Search for an expression in several elements of a list

9

Guys, I have a problem. I have 200 spreadsheets with some data from a search, and I'm importing it into R, and because they have different columns, I assign each element in my list a different spreadsheet. I need to look up a name that can be in any of the worksheet and that returns me in which element of the list that that name is. How can I do this?

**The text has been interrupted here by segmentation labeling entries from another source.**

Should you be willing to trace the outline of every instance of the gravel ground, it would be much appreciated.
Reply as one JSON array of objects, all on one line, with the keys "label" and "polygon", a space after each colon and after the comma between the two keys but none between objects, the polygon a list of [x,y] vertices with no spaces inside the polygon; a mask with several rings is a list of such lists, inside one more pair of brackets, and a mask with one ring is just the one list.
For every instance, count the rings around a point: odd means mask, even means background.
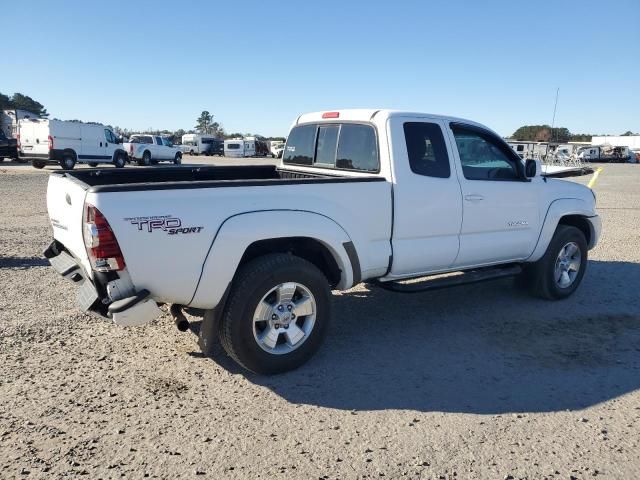
[{"label": "gravel ground", "polygon": [[640,165],[604,168],[572,298],[360,286],[265,378],[166,314],[79,313],[40,253],[47,170],[0,164],[0,478],[639,478]]}]

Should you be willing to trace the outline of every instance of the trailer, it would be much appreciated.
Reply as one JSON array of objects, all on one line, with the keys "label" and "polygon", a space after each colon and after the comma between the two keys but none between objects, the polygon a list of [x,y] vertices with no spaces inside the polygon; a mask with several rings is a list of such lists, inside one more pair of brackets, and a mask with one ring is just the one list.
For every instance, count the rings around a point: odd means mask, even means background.
[{"label": "trailer", "polygon": [[635,154],[629,147],[613,145],[590,145],[579,148],[579,160],[589,162],[627,163],[635,160]]}]

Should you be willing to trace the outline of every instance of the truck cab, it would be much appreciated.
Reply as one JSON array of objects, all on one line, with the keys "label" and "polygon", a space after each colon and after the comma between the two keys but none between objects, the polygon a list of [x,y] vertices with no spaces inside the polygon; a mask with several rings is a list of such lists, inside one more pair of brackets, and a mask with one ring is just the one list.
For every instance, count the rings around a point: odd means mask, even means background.
[{"label": "truck cab", "polygon": [[7,138],[4,130],[0,128],[0,162],[5,158],[18,160],[18,141],[15,138]]}]

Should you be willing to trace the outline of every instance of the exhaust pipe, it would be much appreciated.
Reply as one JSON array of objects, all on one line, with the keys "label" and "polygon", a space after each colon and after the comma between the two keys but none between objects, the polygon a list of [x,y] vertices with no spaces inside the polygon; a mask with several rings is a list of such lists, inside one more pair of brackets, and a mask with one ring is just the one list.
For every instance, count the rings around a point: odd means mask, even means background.
[{"label": "exhaust pipe", "polygon": [[182,305],[174,303],[173,305],[171,305],[169,312],[171,313],[173,321],[176,322],[176,327],[178,328],[178,330],[180,330],[181,332],[186,332],[187,330],[189,330],[189,320],[187,320],[187,317],[185,317],[184,313],[182,313]]}]

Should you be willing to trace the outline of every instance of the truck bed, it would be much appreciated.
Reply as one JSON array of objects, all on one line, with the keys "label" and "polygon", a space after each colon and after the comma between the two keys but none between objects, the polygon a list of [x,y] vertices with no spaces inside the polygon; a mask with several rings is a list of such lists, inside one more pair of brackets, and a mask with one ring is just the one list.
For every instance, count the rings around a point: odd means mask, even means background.
[{"label": "truck bed", "polygon": [[377,176],[337,176],[335,171],[333,175],[318,175],[281,169],[273,165],[109,168],[55,172],[52,175],[66,177],[90,192],[384,181],[384,178]]}]

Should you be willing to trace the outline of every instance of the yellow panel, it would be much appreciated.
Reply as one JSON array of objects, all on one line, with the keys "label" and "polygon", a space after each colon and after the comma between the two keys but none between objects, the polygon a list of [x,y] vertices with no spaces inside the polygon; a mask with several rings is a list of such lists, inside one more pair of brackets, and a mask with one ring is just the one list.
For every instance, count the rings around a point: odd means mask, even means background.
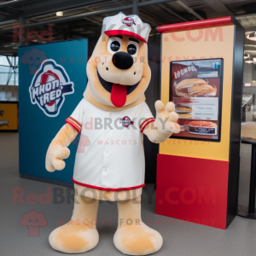
[{"label": "yellow panel", "polygon": [[17,130],[17,129],[18,129],[17,104],[0,103],[0,130]]},{"label": "yellow panel", "polygon": [[169,101],[170,61],[172,61],[223,58],[224,81],[221,142],[168,139],[160,143],[160,154],[229,160],[233,44],[233,25],[162,34],[161,101],[165,104]]}]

For example, find out where José da Silva is:

df1 <- data.frame(nome = c("José da Silva", "Maria da Silva"),
              idade = c(45, 54))
df2 <- data.frame(nome_completo = c("Mauro Pereira", "João Paulo"),
              idade = c(30, 12))

lista <- list()
lista[[1]] <- df1
lista[[2]] <- df2
    
asked by anonymous 17.09.2018 / 22:15

3 answers

8

Using the function which within lapply

lapply(lista, function(x) which(x == "José da Silva"))
[[1]]
[1] 1

[[2]]
integer(0)

This is an option to search for an exact term, as in your example "José da Silva"

    
17.09.2018 / 22:47
5

I would do it as follows:

library(purrr)

buscar_nome <- function(lista, nome) {
  map_lgl(lista, ~any(nome %in% .x[[1]])) %>% which()  
}

# > buscar_nome(lista, "Maria da Silva")
# [1] 1
# > buscar_nome(lista, "Mauro Pereira")
# [1] 2

An important assumption I am making is that the searched name is in the first column of the data.frame ... This can be modified as follows to search all columns (but losing efficiency).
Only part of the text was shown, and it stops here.